千早くんは、容赦が無い
 でも返しそびれちゃったな。

 まあ、明日でもいいか……。

「亜澄」

 ぼんやりと本のことを考えて歩いていたら、いきなり名前を呼ばれた。

 驚いて足を止めると――。

「り、陸?」

 陸が私の目の間に仁王立ちしていた。

 その様子は、まるで私を待ち構えていたかのように見える。

 実は陸とは、千早くんの過去の話をした後は会話をしていなかった。

 全国大会で準優勝になったからか、記念試合などが入ってあまり学校に来ていなかったんだ。

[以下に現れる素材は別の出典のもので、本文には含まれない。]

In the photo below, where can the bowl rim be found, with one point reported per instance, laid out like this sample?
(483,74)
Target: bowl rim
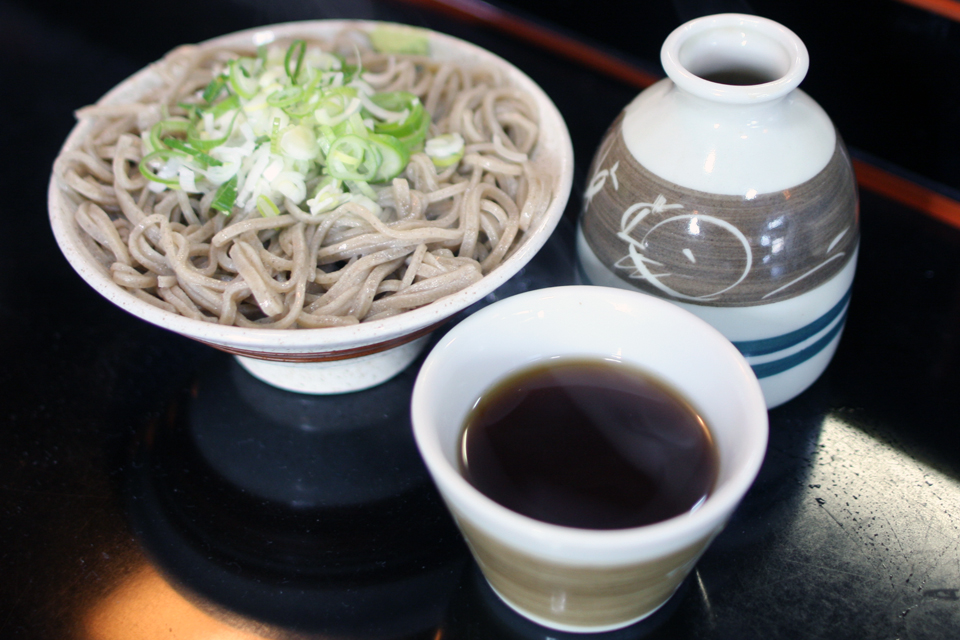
(326,339)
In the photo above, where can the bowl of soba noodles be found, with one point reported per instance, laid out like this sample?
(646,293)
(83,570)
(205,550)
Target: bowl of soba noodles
(315,197)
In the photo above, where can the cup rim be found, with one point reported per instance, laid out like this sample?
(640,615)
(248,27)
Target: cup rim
(548,538)
(798,65)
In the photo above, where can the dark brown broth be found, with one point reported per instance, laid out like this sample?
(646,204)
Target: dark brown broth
(588,444)
(737,77)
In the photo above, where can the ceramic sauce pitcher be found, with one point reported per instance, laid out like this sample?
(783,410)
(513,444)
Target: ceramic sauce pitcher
(727,190)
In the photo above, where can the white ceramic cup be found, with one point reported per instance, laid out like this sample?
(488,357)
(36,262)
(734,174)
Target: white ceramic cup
(577,579)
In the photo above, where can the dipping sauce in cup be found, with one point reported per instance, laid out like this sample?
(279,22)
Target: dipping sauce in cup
(591,444)
(570,577)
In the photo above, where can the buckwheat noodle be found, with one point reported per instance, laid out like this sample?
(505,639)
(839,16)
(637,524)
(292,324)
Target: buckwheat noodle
(437,233)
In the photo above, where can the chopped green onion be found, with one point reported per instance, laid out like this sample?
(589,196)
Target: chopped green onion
(205,144)
(353,158)
(214,88)
(275,136)
(300,47)
(225,196)
(387,39)
(393,157)
(180,145)
(445,150)
(224,106)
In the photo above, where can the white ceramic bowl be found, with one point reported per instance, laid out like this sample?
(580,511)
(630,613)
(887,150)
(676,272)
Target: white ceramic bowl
(336,359)
(579,579)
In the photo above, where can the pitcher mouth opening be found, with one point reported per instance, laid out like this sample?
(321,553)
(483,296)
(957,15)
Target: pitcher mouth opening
(735,58)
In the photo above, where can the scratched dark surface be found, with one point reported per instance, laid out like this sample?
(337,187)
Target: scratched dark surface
(145,492)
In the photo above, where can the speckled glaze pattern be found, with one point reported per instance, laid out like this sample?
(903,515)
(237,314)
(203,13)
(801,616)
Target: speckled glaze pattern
(718,250)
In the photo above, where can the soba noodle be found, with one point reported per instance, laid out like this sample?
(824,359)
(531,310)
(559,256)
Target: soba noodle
(431,233)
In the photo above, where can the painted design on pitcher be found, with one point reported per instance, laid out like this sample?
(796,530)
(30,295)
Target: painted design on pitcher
(718,250)
(639,264)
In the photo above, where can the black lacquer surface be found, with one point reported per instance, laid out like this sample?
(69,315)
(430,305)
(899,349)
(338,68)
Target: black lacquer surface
(146,493)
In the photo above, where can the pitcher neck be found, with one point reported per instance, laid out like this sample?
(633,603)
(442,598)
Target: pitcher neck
(735,59)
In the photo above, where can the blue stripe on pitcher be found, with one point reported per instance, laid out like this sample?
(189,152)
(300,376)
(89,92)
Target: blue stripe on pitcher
(837,315)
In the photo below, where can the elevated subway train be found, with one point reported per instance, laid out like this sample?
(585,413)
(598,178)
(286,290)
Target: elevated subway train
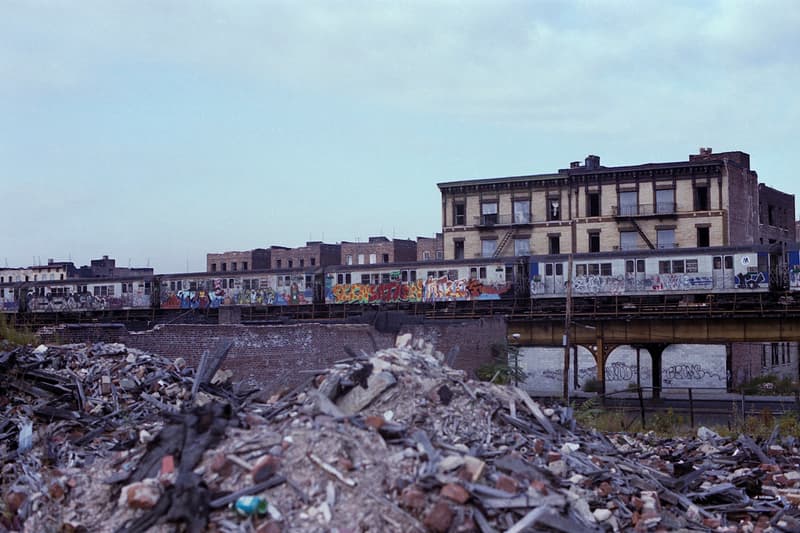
(695,273)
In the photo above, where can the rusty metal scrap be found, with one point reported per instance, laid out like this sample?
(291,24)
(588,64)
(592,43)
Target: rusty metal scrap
(393,441)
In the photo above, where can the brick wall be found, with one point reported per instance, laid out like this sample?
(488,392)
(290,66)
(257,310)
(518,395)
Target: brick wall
(272,358)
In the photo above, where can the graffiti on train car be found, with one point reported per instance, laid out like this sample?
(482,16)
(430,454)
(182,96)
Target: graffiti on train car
(86,301)
(750,280)
(364,293)
(614,285)
(214,293)
(794,277)
(444,289)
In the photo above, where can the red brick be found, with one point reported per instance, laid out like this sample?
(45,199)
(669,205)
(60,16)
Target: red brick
(439,518)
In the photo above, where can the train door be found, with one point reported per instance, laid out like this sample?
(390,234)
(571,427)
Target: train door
(554,278)
(723,272)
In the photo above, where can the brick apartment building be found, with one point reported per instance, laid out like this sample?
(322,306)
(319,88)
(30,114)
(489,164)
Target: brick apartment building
(378,250)
(256,259)
(313,254)
(710,200)
(430,248)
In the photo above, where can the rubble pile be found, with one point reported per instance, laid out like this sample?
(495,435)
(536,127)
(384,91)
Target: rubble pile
(390,441)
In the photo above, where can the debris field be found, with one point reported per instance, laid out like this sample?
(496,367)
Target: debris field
(100,438)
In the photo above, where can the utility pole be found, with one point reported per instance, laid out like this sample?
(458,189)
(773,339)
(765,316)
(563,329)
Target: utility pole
(567,325)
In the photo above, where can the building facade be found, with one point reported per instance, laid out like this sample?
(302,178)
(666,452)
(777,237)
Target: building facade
(313,254)
(378,250)
(256,259)
(430,248)
(709,200)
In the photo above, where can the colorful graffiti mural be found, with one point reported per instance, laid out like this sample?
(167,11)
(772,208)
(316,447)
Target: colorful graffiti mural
(432,290)
(614,285)
(86,301)
(447,290)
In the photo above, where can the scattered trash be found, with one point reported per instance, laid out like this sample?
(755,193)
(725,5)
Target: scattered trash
(119,440)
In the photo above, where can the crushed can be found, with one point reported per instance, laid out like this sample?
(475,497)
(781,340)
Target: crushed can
(251,505)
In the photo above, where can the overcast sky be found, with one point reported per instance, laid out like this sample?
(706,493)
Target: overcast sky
(157,131)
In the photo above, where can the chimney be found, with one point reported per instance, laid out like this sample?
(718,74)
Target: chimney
(592,162)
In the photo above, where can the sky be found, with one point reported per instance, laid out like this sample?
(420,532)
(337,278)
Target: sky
(156,131)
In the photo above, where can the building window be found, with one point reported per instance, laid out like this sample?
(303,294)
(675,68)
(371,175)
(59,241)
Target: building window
(628,203)
(665,201)
(489,213)
(488,247)
(522,211)
(594,241)
(522,247)
(703,238)
(701,202)
(665,238)
(553,209)
(458,249)
(554,244)
(592,204)
(628,240)
(459,214)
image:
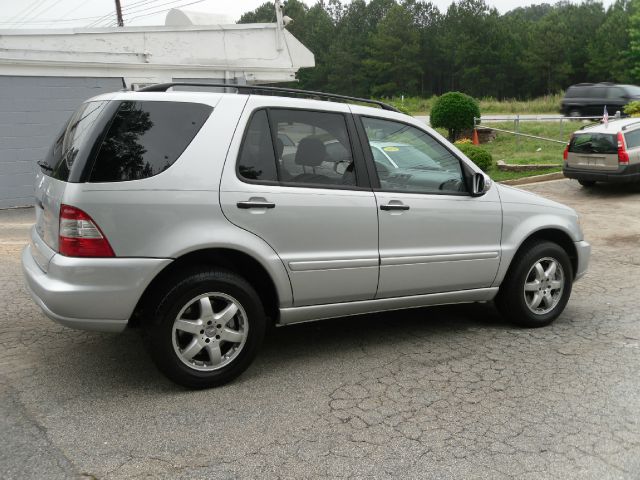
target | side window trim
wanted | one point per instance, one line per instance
(363, 179)
(373, 174)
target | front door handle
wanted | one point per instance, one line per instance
(394, 206)
(255, 204)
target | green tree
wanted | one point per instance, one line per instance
(634, 40)
(454, 111)
(394, 46)
(608, 50)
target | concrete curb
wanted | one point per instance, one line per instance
(535, 179)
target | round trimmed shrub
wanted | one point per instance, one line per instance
(633, 109)
(478, 155)
(455, 112)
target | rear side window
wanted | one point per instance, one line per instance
(146, 138)
(71, 141)
(632, 139)
(298, 147)
(257, 158)
(604, 143)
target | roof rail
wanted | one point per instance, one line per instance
(255, 89)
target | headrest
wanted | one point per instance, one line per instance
(311, 152)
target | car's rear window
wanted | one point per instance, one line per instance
(71, 140)
(145, 138)
(632, 139)
(573, 92)
(588, 142)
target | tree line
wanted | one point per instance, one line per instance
(387, 47)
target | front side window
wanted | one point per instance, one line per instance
(410, 160)
(311, 148)
(145, 138)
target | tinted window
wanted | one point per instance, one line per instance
(632, 139)
(615, 93)
(321, 153)
(257, 160)
(606, 143)
(146, 138)
(312, 148)
(409, 159)
(71, 140)
(573, 92)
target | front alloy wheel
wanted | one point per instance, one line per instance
(537, 286)
(544, 286)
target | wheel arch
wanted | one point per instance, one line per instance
(550, 234)
(231, 259)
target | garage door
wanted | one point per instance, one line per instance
(32, 111)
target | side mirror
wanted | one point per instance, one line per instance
(477, 183)
(480, 184)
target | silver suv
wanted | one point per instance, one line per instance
(606, 152)
(203, 217)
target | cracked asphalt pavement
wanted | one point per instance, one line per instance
(445, 392)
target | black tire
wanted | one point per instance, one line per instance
(185, 292)
(512, 299)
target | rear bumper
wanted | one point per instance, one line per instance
(584, 253)
(624, 174)
(97, 294)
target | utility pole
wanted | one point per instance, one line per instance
(119, 14)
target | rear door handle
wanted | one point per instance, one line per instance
(394, 206)
(255, 204)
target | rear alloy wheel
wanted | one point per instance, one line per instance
(537, 286)
(207, 329)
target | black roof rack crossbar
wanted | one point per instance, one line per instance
(163, 87)
(630, 124)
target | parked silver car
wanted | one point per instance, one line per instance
(185, 213)
(605, 152)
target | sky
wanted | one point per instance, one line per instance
(85, 13)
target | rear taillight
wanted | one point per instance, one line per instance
(623, 156)
(80, 236)
(565, 154)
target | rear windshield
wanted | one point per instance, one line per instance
(604, 143)
(146, 138)
(633, 90)
(71, 140)
(573, 92)
(111, 141)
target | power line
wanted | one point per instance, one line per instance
(21, 12)
(108, 17)
(20, 18)
(165, 10)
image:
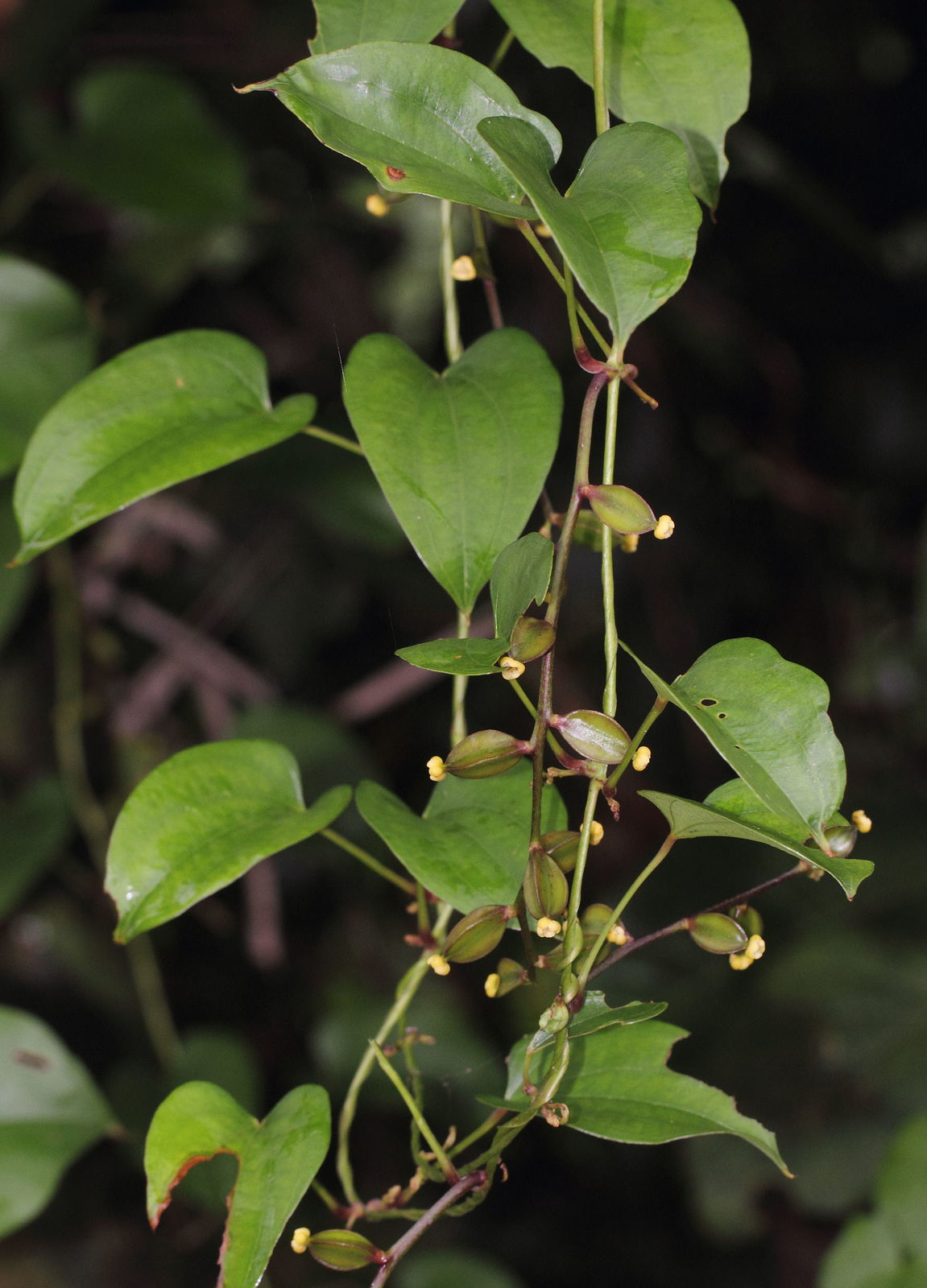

 それに教室で居合わせても、気まずいのか陸の方が私を避けているように見えた。

 この前強く反論してしまったことを私は謝ろうって思っていたんだけど……。

 陸が私を拒絶しているようだったから、なんとなく先延ばしにしていた。

「怖い顔して、どうしたの……?」

 眉間に皺を寄せて私を見ている陸。

 なんだかただならぬ気配を醸し出していて、私は戸惑いながら尋ねた。

 すると陸は、低い声でこう言った。

「……千早と付き合ってるんだって?」

「えっ……。う。うん」

 想像していなかった質問に驚きつつも、私はやっとのことで頷く。